With J I usually just got sick in the mornings and then was pretty much good to go. I did get sick a lil' in the evenings but not bad. Or else I've blocked it from my memory :) With this baby it is a different story. I'm still sick in the morning but also in the afternoon into late evening. Evening is my worst time. I hate it. Yes I hate being sick but more than that I hate not being there for my family. Evenings are our family time. Since J is in daycare all day evenings are very much cherished in our family. They are the few hours we all have together. Well not lately. Poor D has had to really do a lot more since I'm usually not good for anything in the evenings. D has been just so wonderful. He takes care of dinner, he plays w/ J, he bathes J and everything in b/w. I am so blessed to have him. He hasn't complained not once. He's usually off on Fridays so those days he spends cleaning the house, getting the laundry caught up and taking care of anything else that needs to be done. Seriously I don't know how he does it but I'm so grateful that he does.
I hate that I'm so useless right now but I'm kind of stuck b/w a rock and a hard place. I want to rest and take care of myself and this baby but on the other hand I'm frustrated cause I'm missing out w/ my other baby. As many of you know when I'm pregnant I try very hard to watch everything I eat and drink. I don't drink caffeine and I follow all the guidelines for food. I try to take as little meds as possible and so on and so forth.My wonderful husband also helps keep me in line. He's agreed to go off caffeine w/ me this pregnancy. We'll see how that goes. But anywho bottom line is I really try hard to watch the things I put in my body.

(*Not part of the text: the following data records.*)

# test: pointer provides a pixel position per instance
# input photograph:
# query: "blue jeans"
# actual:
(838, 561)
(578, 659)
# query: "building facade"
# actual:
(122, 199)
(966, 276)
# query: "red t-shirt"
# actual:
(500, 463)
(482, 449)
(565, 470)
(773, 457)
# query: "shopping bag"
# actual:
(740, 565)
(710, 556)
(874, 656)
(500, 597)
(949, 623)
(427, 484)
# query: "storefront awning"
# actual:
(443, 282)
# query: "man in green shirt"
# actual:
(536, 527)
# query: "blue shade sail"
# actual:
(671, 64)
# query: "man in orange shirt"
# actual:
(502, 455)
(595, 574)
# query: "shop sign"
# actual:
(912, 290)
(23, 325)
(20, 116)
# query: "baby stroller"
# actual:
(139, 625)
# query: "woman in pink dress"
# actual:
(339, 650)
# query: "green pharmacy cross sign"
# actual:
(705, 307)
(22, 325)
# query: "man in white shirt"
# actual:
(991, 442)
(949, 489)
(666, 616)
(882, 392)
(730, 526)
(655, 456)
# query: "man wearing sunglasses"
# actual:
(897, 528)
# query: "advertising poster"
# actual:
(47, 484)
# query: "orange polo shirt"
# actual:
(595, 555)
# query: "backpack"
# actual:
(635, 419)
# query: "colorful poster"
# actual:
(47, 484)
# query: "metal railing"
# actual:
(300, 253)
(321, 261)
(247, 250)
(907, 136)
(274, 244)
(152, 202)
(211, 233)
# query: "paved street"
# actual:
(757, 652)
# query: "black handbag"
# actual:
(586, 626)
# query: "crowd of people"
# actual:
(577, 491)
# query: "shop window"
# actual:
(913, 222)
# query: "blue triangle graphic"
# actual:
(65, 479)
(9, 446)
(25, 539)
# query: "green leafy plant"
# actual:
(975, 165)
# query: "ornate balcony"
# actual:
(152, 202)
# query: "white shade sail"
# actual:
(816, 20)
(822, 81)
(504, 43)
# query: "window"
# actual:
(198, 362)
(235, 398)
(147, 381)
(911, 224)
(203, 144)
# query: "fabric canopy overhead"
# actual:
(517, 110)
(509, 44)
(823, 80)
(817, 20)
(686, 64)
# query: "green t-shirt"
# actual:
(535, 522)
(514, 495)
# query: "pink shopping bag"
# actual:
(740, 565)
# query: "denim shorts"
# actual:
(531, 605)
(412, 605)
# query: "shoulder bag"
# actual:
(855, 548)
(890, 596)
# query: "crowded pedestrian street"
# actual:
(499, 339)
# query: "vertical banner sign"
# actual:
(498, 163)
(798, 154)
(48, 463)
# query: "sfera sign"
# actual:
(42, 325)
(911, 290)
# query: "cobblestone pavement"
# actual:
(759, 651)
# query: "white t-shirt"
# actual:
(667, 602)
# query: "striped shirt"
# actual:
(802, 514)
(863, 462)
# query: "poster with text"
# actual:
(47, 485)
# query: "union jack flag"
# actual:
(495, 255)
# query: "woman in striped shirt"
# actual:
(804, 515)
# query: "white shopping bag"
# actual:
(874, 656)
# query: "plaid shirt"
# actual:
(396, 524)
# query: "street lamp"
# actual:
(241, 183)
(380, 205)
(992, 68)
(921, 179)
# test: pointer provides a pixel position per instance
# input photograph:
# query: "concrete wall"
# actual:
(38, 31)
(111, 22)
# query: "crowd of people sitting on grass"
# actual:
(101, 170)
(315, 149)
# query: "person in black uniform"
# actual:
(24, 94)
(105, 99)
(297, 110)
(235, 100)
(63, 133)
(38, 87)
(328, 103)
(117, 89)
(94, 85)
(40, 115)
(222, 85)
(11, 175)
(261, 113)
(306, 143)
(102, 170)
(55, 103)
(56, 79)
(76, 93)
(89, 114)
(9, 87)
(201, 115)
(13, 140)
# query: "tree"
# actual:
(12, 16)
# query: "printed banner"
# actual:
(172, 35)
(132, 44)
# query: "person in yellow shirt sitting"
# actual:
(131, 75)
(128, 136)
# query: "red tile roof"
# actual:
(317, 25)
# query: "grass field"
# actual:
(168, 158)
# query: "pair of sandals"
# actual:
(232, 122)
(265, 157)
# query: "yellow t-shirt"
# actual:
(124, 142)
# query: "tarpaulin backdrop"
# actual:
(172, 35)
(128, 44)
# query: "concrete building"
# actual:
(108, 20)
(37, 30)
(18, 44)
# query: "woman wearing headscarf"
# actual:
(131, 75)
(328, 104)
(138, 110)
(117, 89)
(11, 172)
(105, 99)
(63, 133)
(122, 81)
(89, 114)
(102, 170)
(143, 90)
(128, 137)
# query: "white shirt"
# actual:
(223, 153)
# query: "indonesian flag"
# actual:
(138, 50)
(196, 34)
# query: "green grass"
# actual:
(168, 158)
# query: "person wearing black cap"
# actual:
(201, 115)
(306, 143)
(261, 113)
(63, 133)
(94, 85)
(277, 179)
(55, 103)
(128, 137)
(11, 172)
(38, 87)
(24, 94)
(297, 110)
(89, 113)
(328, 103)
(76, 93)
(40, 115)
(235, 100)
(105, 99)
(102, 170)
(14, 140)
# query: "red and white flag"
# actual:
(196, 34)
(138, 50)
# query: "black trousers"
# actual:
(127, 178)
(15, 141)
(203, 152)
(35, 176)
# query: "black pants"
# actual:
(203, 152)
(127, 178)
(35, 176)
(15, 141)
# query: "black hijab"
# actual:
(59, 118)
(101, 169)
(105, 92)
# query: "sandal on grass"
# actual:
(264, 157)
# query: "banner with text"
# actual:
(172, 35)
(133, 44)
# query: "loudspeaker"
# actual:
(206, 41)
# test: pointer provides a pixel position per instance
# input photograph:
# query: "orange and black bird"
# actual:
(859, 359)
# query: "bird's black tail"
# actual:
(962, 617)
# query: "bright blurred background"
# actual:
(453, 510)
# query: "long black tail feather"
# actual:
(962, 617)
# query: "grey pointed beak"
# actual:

Here in lies my second dilemma. I know there are drugs out there for nausea but again if I can help it I try not to take anything. I never took anything w/ J but its a whole new ballgame w/ this one. Well last week I talked w/ D and told him that I couldn't do this anymore. I told him it wasn't fair to him or J for me to be out of service. So to speak. I hated missing out on things w/ them and I wanted to be a part of what they were doing. I mean I missed J going pee-pee in the potty for the first time. So we talked about it and I said I would call my nurse and see if she would call me in some meds. Well I know someone on the phenegen(sp?) and she said it made her sleepy. Well I didn't want to be on anything sleepy cause that would defeat the whole purpose of what I was trying to accomplish. Being functional for my family. So the nurse put me on zofran. I picked up my prescription Friday and was shocked. $33.00 dollars for a 10-day supply. 2 pills a day. It also stated in the drug pamphlet that this drug is used for cancer patients when their going through their chemo. Yikes. Curiously D asked the pharmacist how much insurance covered on the drug. She said well the price was originally $360.00 dollars so you saved over 300 dollars. Yikes again. Well I said I would only take it in the evenings and if I needed it.
I took it Fri night when D and I had our "date" and felt pretty good. YEAH! I'm still skeptical of it and am not going to take it if I can get away with it but I am very thankful that I do have something now to help me feel better and get in some quality time w/ my family.